El pelo se le escapa detrás de la oreja. Está apenas encorvada detrás de una mesa de café sin ninguna intimidad y sin embargo ahí la despliega, al menos en una confesión última, la confesión de una pérdida: ella, dice, ha sido arrasada por su propia corriente. Tan vertiginoso fue el río de su vida que no hubo más timón que los acontecimientos. Susan Meiselas tenía que mirar. Mirar y fotografiar, tal vez porque esas imágenes que recortó y ahora animan el cuerpo de su obra son los puntos fijos que transforman la deriva en un derrotero particular: Ha sido testigo. ¿Y eso la rescata del silencio que la espera cada vez que vuelve de un viaje? No todas las preguntas tienen respuesta, y ésta tampoco. Hasta el idioma se confunde para ella cuando entra en el túnel estrecho de la intimidad. Entonces, la lengua materna se le hace esquiva para decir lo más sencillo: Estuve viajando, estuve soñando con los que soñaban con cambiarlo todo, estuve rescatando del olvido las imágenes que se negaron a morir en algún genocidio, estuve mirando con los ojos de todos los actores, los que amé y los que detesté, los que admiré y los que temí. Claro que ahora que algunos sueños de cambio han muerto, la nostalgia es una marea que la obliga a inventariar su propia pérdida, eso que no hizo porque hacer para ella, durante demasiados años, fue mirar y dar cuenta de lo que veía.

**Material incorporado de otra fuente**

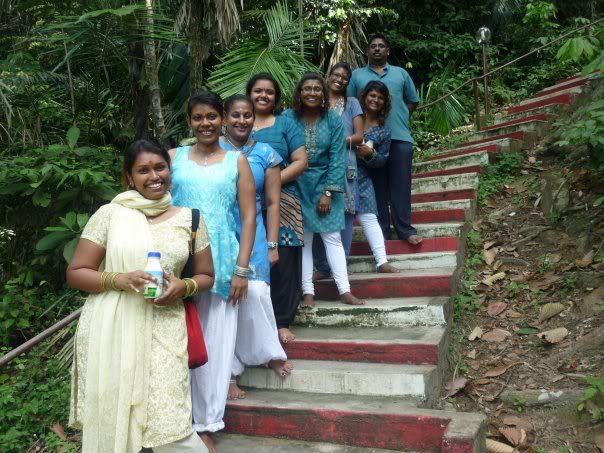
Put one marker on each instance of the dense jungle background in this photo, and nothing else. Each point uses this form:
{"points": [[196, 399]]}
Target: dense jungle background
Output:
{"points": [[81, 79]]}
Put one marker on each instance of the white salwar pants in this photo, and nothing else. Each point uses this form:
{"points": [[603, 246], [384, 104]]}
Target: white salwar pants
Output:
{"points": [[334, 250], [190, 444], [375, 237], [257, 338], [210, 383]]}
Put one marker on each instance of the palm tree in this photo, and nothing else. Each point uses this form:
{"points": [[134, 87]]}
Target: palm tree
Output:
{"points": [[207, 23], [277, 52]]}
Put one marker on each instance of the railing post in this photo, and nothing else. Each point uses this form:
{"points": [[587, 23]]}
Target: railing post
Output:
{"points": [[476, 105]]}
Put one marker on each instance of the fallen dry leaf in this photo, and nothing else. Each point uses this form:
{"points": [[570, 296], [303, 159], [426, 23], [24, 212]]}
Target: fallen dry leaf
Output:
{"points": [[554, 336], [493, 278], [476, 333], [455, 386], [489, 256], [498, 447], [586, 261], [59, 431], [496, 308], [487, 245], [496, 335], [550, 310], [497, 371], [515, 436]]}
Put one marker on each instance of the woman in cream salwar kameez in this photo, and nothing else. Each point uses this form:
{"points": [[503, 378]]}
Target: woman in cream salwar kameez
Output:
{"points": [[130, 382]]}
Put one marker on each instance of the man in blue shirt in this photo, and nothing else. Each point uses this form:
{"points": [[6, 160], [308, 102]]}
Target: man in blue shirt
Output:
{"points": [[392, 183]]}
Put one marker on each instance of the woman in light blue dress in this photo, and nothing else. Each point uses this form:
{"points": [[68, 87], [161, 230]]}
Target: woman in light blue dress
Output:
{"points": [[322, 183], [206, 177], [257, 337]]}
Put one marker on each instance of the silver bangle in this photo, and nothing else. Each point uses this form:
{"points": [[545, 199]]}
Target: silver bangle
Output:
{"points": [[242, 272]]}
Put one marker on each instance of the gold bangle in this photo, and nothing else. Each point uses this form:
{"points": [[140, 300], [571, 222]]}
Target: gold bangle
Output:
{"points": [[187, 288], [103, 280], [114, 275]]}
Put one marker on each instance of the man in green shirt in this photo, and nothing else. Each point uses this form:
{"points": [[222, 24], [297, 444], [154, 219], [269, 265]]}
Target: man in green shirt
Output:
{"points": [[392, 183]]}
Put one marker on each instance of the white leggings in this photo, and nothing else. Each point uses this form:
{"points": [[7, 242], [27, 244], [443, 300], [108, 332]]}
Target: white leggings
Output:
{"points": [[335, 257], [373, 234]]}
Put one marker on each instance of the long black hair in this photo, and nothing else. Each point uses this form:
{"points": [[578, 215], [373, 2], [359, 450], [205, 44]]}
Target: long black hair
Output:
{"points": [[381, 88], [135, 150], [265, 76], [297, 105]]}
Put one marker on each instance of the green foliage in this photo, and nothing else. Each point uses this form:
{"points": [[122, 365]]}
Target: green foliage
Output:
{"points": [[276, 51], [34, 394], [593, 398], [497, 175], [585, 128]]}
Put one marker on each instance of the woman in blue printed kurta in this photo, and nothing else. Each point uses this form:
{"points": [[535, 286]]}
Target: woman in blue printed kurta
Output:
{"points": [[288, 141], [322, 183], [213, 180], [257, 338]]}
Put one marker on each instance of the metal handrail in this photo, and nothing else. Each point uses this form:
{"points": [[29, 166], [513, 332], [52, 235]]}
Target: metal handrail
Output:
{"points": [[28, 345], [515, 60]]}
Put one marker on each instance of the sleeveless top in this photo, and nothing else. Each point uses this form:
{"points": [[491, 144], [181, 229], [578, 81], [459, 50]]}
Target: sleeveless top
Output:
{"points": [[213, 190], [260, 157]]}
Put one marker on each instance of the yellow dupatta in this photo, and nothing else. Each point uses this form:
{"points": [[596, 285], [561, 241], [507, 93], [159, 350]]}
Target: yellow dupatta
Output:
{"points": [[117, 361]]}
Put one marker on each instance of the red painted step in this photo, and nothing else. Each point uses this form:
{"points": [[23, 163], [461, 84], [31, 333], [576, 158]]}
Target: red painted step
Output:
{"points": [[517, 135], [461, 194], [370, 423], [461, 151], [450, 171], [416, 283], [356, 351], [561, 86], [518, 121], [398, 247], [562, 99]]}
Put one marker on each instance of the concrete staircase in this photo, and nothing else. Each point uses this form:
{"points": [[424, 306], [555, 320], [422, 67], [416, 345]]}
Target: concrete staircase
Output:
{"points": [[365, 377]]}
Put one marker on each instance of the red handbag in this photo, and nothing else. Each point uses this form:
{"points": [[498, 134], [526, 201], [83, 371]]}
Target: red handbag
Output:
{"points": [[196, 345]]}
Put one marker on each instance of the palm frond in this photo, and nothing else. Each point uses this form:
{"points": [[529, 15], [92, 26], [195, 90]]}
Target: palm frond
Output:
{"points": [[278, 52]]}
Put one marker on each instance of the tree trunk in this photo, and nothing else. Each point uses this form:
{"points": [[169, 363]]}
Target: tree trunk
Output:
{"points": [[197, 48], [152, 76], [140, 95]]}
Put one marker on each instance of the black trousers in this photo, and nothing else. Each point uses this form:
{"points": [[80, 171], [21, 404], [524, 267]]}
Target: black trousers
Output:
{"points": [[392, 185], [286, 285]]}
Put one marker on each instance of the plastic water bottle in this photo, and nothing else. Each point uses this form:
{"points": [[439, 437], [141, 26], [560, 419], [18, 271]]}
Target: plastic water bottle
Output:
{"points": [[153, 267]]}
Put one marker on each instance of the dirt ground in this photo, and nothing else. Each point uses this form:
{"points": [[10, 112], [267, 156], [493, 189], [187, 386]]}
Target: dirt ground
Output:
{"points": [[540, 272]]}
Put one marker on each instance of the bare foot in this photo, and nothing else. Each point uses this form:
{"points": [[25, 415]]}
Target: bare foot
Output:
{"points": [[281, 367], [209, 441], [320, 275], [286, 335], [235, 393], [388, 268], [349, 299], [414, 239], [308, 302]]}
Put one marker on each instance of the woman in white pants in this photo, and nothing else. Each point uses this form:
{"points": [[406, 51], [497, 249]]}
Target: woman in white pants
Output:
{"points": [[322, 183], [257, 338], [371, 154]]}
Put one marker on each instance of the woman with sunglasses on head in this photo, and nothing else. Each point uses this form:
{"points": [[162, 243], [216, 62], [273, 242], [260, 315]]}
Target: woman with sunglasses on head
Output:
{"points": [[287, 140], [214, 180], [373, 154], [322, 183], [257, 336], [130, 376]]}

Hubo un tiempo en que la fotografía era una herramienta para esta mujer menuda de uñas desparejas –una directamente cortada al ras, amputada de su meñique por obra de la acción constante que no da respiro y ahora la tiene atareada en un taller para fotógrafos locales que promovió la Fundación Proa–. Era una herramienta, entonces, que servía a su trabajo de maestra de niños especiales, esos que tampoco pueden quedarse quietos y entonces no llegan a ver, a encontrar su lugar en el mundo. Niños hiperactivos a los que ella les pedía que detengan una escena, que se tomen el tiempo para observar a la comunidad que los rodeaba y que después le cuenten una historia. La historia de esa foto. Maestra y alumnos descubrían así otra manera de ver, una que se escapaba de la urgencia del tiempo. Eran los tempranísimos ’70, todavía sentía Meiselas el eco de 1968 en su propio cuerpo, que había puesto en la calle para pedir por una universidad distinta, por democracia real, basta de guerra, queremos lo imposible de este lado del océano –del lado en que Nueva York se moja los pies– también. Ese eco, dice, era un poder. Tenía 20 años, el feminismo era el aire que se respiraba y le permitía la certeza de que podía ser y hacer cualquier cosa. No todas las cosas, aclara, sencillamente habían ampliado exponencialmente las posibilidades de elegir.Y eligió, al menos la elección se fue desplegando mientras buscaba. Comenzó a hacer eso mismo que enseñaba a los alumnos difíciles de las escuelas primarias, y a sus maestros. Capturaba momentos en imágenes y hacía hablar a los protagonistas de esos cuadros fijos. ¿Qué mejor para ese juego entre lo que se escapa y lo que se fija que las ferias itinerantes que van de Estado en Estado con sus luces de colores cuando el calor del carnaval empieza a enfriarse? Esas escenas la encandilaron (¿la desafiaron?). Y dentro de esas ferias estaban los carromatos de strippers, mujeres como ella, tan atravesadas por la época como ella, que ponían en juego su cuerpo para conseguir independencia.–Fue un accidente o una coincidencia haberme topado con las strippers en la última parte del verano de 1973. Pero me fascinó. Sus miradas, el modo en que trabajaban. Eran muy trabajadoras en un momento en que el cuerpo y su exhibición estaban en discusión, eran mujeres hechas o puestas ahí para atraer hombres, para enfrentarlos y también para saber esconderse. Me cautivaba su manera de hablar, muy directa, sin eufemismos.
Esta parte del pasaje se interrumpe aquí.